Variable or Fixed Rate
Even though credit cards may seem like a blessing and proclaim to give you a bang for your buck, no one does anything in this world without something in return. Knowing that people don’t just do things out of the goodness of their hearts when it comes to business it shouldn’t surprise you to know that credit lenders are no exception. They have a variety of secrets and tactics to get their hands on more of your money. So we are going to talk about twelve things they do that you probably don’t know about and some ways you can avoid them.
The first thing we’ll talk about is the two cycle billing. This is simply where a lender charges you two months of interest the first time you fail to pay your balance in full at the end of the billing cycle. Although it’s not so good, it only an issue when you fail to pail your balance in full. The way to avoid this issue is rather simple. You can either pay off your balance in full every month or switch to a different credit card.
Now let’s talk about negotiable fees. The sad truth is you may be paying up to $50 a year in credit card fees. They might also be hitting you up for 18% interest. There isn’t a good way around this issue. If you have been with the company for some time and have remained in good standing with them you may be able to get them to drop the annual fee and lower interest rates, but they aren’t going to do anything if you don’t ask. If they aren’t willing to help you, there is always another card issuer out there that is willing to give you a better offer.

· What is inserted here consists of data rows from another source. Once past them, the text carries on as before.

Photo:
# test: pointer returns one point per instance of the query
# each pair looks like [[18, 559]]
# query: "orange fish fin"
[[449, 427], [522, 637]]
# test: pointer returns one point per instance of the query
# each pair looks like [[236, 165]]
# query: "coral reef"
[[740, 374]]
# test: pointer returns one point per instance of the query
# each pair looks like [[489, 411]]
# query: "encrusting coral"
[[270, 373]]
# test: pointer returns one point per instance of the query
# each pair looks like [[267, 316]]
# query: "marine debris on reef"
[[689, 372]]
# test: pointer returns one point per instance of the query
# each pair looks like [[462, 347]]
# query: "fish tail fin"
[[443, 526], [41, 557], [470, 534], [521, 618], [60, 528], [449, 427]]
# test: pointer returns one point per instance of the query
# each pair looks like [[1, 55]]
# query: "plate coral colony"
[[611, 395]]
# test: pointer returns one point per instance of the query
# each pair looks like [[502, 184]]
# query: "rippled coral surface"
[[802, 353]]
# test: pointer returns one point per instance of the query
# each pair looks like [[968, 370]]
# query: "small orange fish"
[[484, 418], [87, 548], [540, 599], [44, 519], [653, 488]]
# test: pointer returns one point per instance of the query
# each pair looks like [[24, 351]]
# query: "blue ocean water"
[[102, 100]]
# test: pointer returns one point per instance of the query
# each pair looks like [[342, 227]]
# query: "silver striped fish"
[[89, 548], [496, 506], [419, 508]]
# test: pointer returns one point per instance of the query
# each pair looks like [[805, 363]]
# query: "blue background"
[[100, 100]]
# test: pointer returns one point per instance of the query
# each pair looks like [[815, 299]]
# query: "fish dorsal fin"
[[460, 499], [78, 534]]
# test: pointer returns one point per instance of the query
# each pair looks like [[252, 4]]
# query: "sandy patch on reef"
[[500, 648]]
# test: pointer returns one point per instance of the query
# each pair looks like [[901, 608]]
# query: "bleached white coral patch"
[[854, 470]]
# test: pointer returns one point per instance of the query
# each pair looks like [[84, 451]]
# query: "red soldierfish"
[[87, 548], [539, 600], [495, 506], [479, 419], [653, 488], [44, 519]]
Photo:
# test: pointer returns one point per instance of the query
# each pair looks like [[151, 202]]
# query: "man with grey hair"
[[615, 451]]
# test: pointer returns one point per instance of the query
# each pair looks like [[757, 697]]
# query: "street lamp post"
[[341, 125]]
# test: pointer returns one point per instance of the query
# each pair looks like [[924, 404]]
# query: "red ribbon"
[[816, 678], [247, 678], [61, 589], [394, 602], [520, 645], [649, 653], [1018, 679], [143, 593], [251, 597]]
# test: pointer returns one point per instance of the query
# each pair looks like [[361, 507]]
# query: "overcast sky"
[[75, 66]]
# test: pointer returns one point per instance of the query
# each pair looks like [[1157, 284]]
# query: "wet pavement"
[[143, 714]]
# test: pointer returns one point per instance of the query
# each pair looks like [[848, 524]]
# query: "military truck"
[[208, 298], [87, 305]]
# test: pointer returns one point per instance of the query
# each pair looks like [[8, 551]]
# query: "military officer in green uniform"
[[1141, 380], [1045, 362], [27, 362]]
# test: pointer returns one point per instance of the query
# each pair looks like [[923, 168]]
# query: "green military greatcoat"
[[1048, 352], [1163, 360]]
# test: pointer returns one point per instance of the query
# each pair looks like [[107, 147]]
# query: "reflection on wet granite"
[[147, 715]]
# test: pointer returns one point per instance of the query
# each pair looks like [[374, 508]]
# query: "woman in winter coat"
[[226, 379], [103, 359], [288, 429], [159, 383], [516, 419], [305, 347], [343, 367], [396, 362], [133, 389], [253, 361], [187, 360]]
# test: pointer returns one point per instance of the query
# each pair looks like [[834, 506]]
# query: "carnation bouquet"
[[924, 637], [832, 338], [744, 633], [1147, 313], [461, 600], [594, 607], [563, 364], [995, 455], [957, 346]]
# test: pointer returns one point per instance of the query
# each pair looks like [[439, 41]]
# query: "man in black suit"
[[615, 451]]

Something serious that you have to keep an eye out for is backdating interest. You have to watch how your lender charges interest. Some of the companies charge interest from the date they review the transaction. Others offer you a grace period to pay off your bill before they start charging interest, but some sneaky companies start charging you interest from the day you swipe the card, which is at least a day or two before they even pay the company. The only way around this is to switch companies or to pay your bill in full.
Also you need to watch out for the right to setoff. This only applies if you have a deposit account and a credit card from the same bank. But if you do bank and charge with the same group you may have signed an agreement with them that allows access to your funds. This means that if you become delinquent on a bill they have your authorization to deduct the funds from your checking or savings account. The obvious way to avoid this is to avoid being delinquent, but you could also charge and check with two different institutions.
Watch out for interest rate hikes because they may be retroactive. If you signed up for a credit card with an introductory rate, usually between 0% and 8% then be weary when the promo period expires. Because when the promotion period is over your existing balance will be subject to whatever rate they preset and in some cases you are charged back interest from the opening of your account. The way to avoid this is to simply pay the bill off in full before the expiration of the promotion, or to close the account.
Now that you know a little about the grace periods, you also have to watch out for grace periods ending. So if you get an offer in the mail for a fabulous preferred platinum or gold card with a $15,000 limit, the offer might not be so great after all. Read the fine print because there could be a string attached. You might wind up paying interest the day you charge the purchase, even if you pay your bill in full. The only way to avoid this is to throw the offer out.
Keep an eye out for those shortened due dates. Most times when you get a card you have a 25 day grace period to pay your balance before they start charging you interest. Well be careful because they may sneak that number down to 20 or lower for customers who pay their bill in full monthly. The only thing you can do here is to call and ask them to bring it back up to twenty five.
Credit Card lenders like to lure you in with all their benefits, but be careful because they can yank that carpet out from under you whenever they want. Most companies have cut back on all of the shinny offers they used to promote, and they aren’t making that knowledge as widely spread as they did origionally. The easy way to avoid this is to read the offers in detail before signing up for a card, or if you already have one, always read they letters they send regarding changes to your account.
Stay away from day one interest rates. Once you start carrying a balance there isn’t really a grace period on new purchases. That awesome 20 or 25 day grace period you get doesn’t apply if you carry a balance, only if you pay in full each month. The only way around this is to find a card that excludes new purchases when they calculate interest. A good way to handle this situation is to have two dedicated cards. One for carrying balances on larger purchases with a low interest rate and another card that you diligently pay of each month used for monthly expenses.
A place where they really hit you hard is double fees on cash advances. They are going to hit you up pretty hard for finance charges and then they are going to turn around and charge you a transaction fee as well. Even be weary if your card claims not to have any finance fees because the transaction fees will still apply. The only way at all to avoid this is to try and avoid cash advances.
Don’t be fool by monthly minimums. You might think it is a great thing that your credit card is only demanding 2% or 3% of your balance for your minimum payment, but they are only looking out for themselves. The longer you carry a balance the more money they are going to make on interest. So you are just throwing your money at them. The trick to sticking it to the man, so to speak, is to pay everything you can monthly. Even if you can’t pay the full balance than pay as much as you can spare.